Four congressmen warned in a letter to the Federal Reserve:
Goldman Sachs, JP Morgan, and Morgan Stanley are no longer just banks – they have effectively become oil companies, port and airport operators, commodities dealers, and electric utilities as well. This is causing unforeseen problems for the industrial sector of the economy. For example, Coca Cola has filed a complaint with the London Metal Exchange that Goldman Sachs was hoarding aluminum. JP Morgan is currently being probed by regulators for manipulating power prices in California, where the “bank” was marketing electricity from power plants it controlled. We don’t know what other price manipulation could be occurring due to potential informational advantages accruing to derivatives dealers who also market and sell commodities.

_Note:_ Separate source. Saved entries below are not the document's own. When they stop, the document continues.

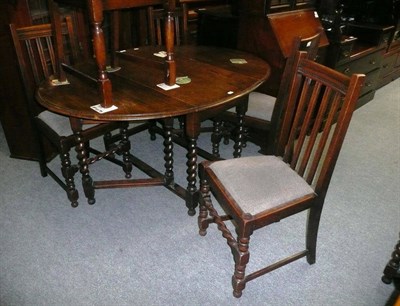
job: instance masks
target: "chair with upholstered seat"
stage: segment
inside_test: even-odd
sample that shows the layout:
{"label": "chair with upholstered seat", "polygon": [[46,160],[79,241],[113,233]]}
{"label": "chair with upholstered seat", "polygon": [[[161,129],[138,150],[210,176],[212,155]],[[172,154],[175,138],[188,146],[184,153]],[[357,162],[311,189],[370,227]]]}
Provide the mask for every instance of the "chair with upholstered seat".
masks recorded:
{"label": "chair with upholstered seat", "polygon": [[[75,56],[79,50],[76,49],[74,43],[73,26],[69,17],[66,18],[66,23],[61,27],[63,47],[67,50],[72,47],[71,52],[65,52],[71,56],[63,59],[65,62],[73,62],[77,59]],[[83,159],[94,162],[98,159],[110,159],[122,166],[125,177],[131,177],[132,162],[129,157],[130,143],[127,137],[107,150],[106,152],[98,152],[89,147],[89,141],[100,136],[105,136],[108,133],[120,129],[123,135],[126,135],[127,123],[118,122],[86,122],[79,118],[70,118],[60,114],[56,114],[49,110],[43,109],[35,100],[35,88],[42,82],[47,80],[53,86],[68,86],[68,81],[60,81],[59,72],[61,61],[58,57],[58,52],[55,48],[58,43],[55,39],[54,28],[51,24],[40,24],[30,27],[16,28],[13,24],[10,25],[11,37],[15,47],[15,53],[20,70],[20,76],[24,84],[26,101],[30,117],[35,127],[37,135],[37,155],[40,164],[42,176],[48,174],[66,191],[68,199],[72,207],[78,206],[78,191],[75,187],[74,175],[80,170],[80,164],[73,164],[70,158],[70,150],[78,145],[85,143],[90,152],[99,154],[96,157],[79,156],[79,147],[77,147],[77,155],[80,162]],[[66,44],[66,46],[64,46]],[[61,49],[61,48],[60,48]],[[71,49],[70,49],[71,50]],[[72,125],[80,129],[79,135],[74,135]],[[79,137],[79,139],[77,139]],[[46,140],[45,140],[46,139]],[[61,159],[61,174],[63,179],[57,175],[47,164],[47,160],[43,154],[43,141],[49,141],[57,150]],[[112,158],[114,153],[123,155],[123,161]],[[89,175],[82,177],[83,189],[88,199],[89,204],[95,203],[94,198],[94,182]]]}
{"label": "chair with upholstered seat", "polygon": [[[359,97],[364,75],[345,76],[298,52],[282,80],[274,155],[200,164],[198,224],[200,235],[216,223],[235,261],[233,294],[240,297],[248,281],[302,257],[316,260],[319,221],[329,182]],[[219,215],[211,194],[223,208]],[[252,233],[271,223],[308,210],[305,249],[251,274]],[[237,237],[225,222],[231,220]]]}
{"label": "chair with upholstered seat", "polygon": [[[295,37],[287,61],[292,60],[291,58],[294,57],[298,50],[307,51],[310,59],[316,59],[321,31],[322,29],[319,29],[315,35],[310,37]],[[287,77],[287,75],[284,71],[282,79],[285,77]],[[248,109],[244,117],[246,140],[260,146],[260,151],[262,153],[271,153],[272,148],[269,140],[274,138],[277,119],[282,111],[284,110],[282,109],[282,105],[277,103],[277,97],[258,91],[250,93]],[[230,109],[228,112],[224,113],[222,120],[225,122],[225,125],[228,126],[228,130],[234,131],[232,127],[229,129],[229,122],[235,123],[237,120],[235,109]],[[265,136],[267,135],[266,132],[270,133],[269,137]],[[225,142],[227,142],[227,139],[225,139]]]}

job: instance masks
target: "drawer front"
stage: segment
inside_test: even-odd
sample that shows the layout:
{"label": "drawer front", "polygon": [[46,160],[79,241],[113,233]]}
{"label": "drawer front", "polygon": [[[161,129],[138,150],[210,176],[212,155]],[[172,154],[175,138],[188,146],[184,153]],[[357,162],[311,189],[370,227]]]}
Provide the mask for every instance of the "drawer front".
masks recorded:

The long shadow of Enron could loom in these activities.
These financial services companies have become global merchants that seek to extract rent from any commercial or financial business activity within their reach. They have used legal authority in Graham-Leach-Bliley to subvert the “foundational principle of separation of banking from commerce”. This shift has many consequences for our economy, and for bank regulators. We wonder how the Federal Reserve is responding to this shift.
It seems like there is a significant macro-economic risk in having a massive entity like, say JP Morgan, both issuing credit cards and mortgages, managing municipal bond offerings, selling gasoline and electric power, running large oil tankers, trading derivatives, and owning and operating airports, in multiple countries. Such a dramatic intertwining of the industrial economy and supply chain with the financial system creates systemic risk, since there is effectively no regulatory entity that can oversee what is happening within these sprawling global entities.
We’ve been proven right.
The New York Times reported yesterday that Goldman Sachs has been scalping consumers of billions of dollars by manipulating the amount it charges to warehouse aluminum in its storage facilities.
And the Times notes that Goldman and JP Morgan are doing the same thing with copper. Break up the big banks, or they will continue to take over and manipulate more and more of the economy … increasing their profits while making everyone else poorer.